I hope you can find some time to cuddle up with a bowl of this vegan chicken and dumplings very soon. Or better yet, send this recipe to a friend, partner, or family member you want to make it for you!
When you make it, or have someone make it for you, don’t forget to leave a comment with a star rating below. This helps more people find our vegan recipes, and we love hearing from you!
For the soup:
- 1/2 Tbsp olive oil
- 2-3 large cloves garlic, minced
- 1/2 heaping cup chopped yellow onion
- 4-5 cups water
- 3 heaping cups chopped cauliflower (about a 20-oz. bag frozen)
- 1/2 cup raw cashews
- 1 cup soy curls (measure dehydrated + break into small pieces)*
- 1 large carrot, small diced
- 3/4 heaping cup peeled and diced potato
- 3/4 cup frozen corn
- 3/4 cup frozen green peas
- 1/4 cup nutritional yeast
- 2 Tbsp vegan chicken bouillon powder
- 3/4 tsp salt
- 1/2 tsp dried thyme
- 1/4 tsp ground black pepper
For the dumplings:
- 2 cups all purpose flour
- 1.5 Tbsp baking powder
- 1 tsp ground black pepper
- 1 tsp fine sea salt
- 1 tsp dried thyme
- 3/4 cup unsweetened cashew milk, almond milk, or other high-fat plant milk
- 1/4 cup vegan butter, melted
- Saute the onion and garlic: Add the olive oil to a large shallow pot (with the largest diameter you have!) and turn heat to medium. When hot, add the onion, garlic, and a large pinch of salt and saute for about 5 minutes or until fragrant.
- Cook the cauliflower: Pour in 2 cups of the water along with the cauliflower and cashews. Cover and cook for 15-20 minutes or until the cauliflower is fork-tender.

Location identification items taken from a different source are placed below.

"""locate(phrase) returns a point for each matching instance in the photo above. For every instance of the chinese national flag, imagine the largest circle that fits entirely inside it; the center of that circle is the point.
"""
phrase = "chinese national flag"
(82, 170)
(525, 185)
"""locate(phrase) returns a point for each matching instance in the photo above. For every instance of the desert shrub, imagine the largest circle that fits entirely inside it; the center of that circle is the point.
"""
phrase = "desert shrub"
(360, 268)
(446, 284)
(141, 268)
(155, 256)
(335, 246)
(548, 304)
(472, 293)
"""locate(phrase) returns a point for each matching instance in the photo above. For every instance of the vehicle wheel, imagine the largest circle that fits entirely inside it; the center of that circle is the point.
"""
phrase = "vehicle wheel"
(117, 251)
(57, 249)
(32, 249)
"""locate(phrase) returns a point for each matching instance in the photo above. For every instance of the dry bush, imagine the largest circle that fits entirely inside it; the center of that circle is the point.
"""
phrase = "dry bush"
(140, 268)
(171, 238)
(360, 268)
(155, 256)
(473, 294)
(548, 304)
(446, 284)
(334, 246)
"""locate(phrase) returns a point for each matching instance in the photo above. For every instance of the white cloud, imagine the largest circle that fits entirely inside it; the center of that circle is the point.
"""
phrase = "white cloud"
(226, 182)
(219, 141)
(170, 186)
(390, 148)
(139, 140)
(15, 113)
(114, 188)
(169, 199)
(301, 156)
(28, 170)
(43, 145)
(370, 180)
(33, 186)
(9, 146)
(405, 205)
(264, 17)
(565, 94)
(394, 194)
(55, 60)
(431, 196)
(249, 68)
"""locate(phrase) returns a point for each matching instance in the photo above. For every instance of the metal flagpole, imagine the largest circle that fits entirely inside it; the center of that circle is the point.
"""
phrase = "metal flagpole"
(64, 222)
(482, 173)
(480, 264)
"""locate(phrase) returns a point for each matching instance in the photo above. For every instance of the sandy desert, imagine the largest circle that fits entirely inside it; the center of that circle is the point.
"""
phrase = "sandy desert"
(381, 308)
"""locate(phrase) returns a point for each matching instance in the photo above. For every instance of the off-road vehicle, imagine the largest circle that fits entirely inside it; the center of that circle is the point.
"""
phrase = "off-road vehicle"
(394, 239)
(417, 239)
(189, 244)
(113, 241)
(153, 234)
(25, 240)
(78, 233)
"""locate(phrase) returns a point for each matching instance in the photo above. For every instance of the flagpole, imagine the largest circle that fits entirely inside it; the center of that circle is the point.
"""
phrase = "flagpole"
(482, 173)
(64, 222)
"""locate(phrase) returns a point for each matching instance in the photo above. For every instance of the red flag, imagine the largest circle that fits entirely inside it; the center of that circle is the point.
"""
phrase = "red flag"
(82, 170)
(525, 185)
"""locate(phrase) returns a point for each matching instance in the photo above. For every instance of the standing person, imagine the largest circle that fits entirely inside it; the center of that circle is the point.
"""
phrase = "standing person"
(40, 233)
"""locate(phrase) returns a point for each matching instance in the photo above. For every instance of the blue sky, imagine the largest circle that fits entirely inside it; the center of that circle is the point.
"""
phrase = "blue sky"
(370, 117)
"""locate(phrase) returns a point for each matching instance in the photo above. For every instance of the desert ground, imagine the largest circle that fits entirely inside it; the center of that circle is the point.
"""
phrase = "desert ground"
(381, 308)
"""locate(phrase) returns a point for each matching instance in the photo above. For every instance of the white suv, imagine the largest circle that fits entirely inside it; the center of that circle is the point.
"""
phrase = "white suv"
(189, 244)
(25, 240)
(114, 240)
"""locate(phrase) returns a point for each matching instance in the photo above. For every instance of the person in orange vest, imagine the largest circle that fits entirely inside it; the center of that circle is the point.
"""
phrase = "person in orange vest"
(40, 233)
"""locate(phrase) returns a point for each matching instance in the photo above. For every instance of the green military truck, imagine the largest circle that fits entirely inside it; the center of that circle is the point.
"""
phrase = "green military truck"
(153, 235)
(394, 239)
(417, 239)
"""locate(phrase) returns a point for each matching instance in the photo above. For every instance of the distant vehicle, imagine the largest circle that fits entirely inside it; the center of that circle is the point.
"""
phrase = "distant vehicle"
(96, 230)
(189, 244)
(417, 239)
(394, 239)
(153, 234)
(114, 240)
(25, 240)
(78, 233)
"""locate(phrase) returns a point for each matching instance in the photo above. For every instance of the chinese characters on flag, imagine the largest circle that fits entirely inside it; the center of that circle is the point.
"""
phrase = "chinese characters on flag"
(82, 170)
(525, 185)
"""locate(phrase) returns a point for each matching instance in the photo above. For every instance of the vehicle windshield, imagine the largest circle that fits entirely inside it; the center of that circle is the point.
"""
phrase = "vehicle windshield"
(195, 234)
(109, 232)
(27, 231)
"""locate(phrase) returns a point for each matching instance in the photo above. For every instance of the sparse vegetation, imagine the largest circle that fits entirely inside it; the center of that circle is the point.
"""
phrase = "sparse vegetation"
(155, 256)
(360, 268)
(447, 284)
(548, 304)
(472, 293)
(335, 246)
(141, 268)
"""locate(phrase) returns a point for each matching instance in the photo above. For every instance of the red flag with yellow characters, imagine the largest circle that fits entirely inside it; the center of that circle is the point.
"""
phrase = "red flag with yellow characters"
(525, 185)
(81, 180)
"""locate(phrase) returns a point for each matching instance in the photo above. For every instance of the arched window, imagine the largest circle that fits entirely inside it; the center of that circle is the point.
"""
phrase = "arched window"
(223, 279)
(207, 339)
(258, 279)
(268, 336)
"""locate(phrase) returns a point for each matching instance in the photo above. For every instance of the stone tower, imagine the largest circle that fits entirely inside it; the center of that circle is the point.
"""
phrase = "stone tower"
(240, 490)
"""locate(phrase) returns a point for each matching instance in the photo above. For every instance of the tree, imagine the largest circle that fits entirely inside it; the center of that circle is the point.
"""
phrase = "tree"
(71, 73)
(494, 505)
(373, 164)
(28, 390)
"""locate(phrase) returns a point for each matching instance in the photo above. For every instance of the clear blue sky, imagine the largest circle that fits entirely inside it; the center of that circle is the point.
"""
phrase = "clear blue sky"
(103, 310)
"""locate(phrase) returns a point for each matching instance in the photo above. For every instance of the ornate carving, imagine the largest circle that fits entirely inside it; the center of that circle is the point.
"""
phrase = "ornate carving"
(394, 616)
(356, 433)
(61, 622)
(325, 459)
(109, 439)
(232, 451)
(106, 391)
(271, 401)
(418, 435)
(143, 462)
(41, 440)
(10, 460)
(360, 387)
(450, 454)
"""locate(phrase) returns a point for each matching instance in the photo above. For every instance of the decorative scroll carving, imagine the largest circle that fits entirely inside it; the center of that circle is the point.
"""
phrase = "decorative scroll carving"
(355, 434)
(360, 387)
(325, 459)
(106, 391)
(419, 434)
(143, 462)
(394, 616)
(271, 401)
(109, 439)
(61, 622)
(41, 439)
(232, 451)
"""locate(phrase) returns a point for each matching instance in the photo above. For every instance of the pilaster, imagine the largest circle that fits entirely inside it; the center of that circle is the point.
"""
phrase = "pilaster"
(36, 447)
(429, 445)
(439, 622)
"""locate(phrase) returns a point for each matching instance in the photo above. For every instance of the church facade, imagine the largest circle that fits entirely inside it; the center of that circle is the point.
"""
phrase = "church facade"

- Whilst the cauliflower cooks, make the dumplings: In a large bowl, whisk together flour, baking powder, pepper, salt and thyme. Make a well in the center of the flour mixture and pour the plant milk and vegan butter into the center of it. Using a wooden spoon (or rubber spatula), stir together until a dough ball forms. If your dough seems too dry, you can add an extra Tbsp of plant milk.
- Assemble the soup: When the cauliflower is tender, add the contents of your pot to a high-powered blender and blend until smooth and creamy. Then, pour it back into your pot and add the remainder of your stew ingredients (including the remaining 2-3 cups of water). Stir to combine. Turn heat to medium high. Cover and bring to a low simmer
- Add the dumplings: Stir again and, using a large cookie scoop (or just measure out and roll 1/4 cup of dough for each dumpling), scoop/roll dough and drop directly into the simmering soup.* Vary the location of each dumpling, so they’re not all on top of each other. They will expand while cooking. Once you add all the dumplings, use the back of the wooden spoon or rubber spatula to gently press any dumplings down so the soup just runs over the tops of them.
- Cook the dish: Cover the pot and turn the heat to low. You want to keep the bottom of the pot from burning but still at a low simmer, so the dumplings cook. Cook like this for 15-20 min minutes.
- Test the dumplings and serve: At 15 minutes, gently stir the soup/dumplings and remove one dumpling to make sure they’re cooked through. I do this by removing one and cutting it open to check. If the dumplings are indeed cooked through, serve immediately! If not, cook for an additional 5 minutes and check again.
*The dumpling dough will make about 8 - 10 dumplings.
Serving Size:1/6 the recipe
Amount Per Serving: Calories: 444Total Fat: 12gSaturated Fat: 2gTrans Fat: 0gUnsaturated Fat: 10gCholesterol: 0mgSodium: 1199mgCarbohydrates: 63gFiber: 8gSugar: 10gProtein: 15g
Nutrition information is automatically calculated and may not always be accurate.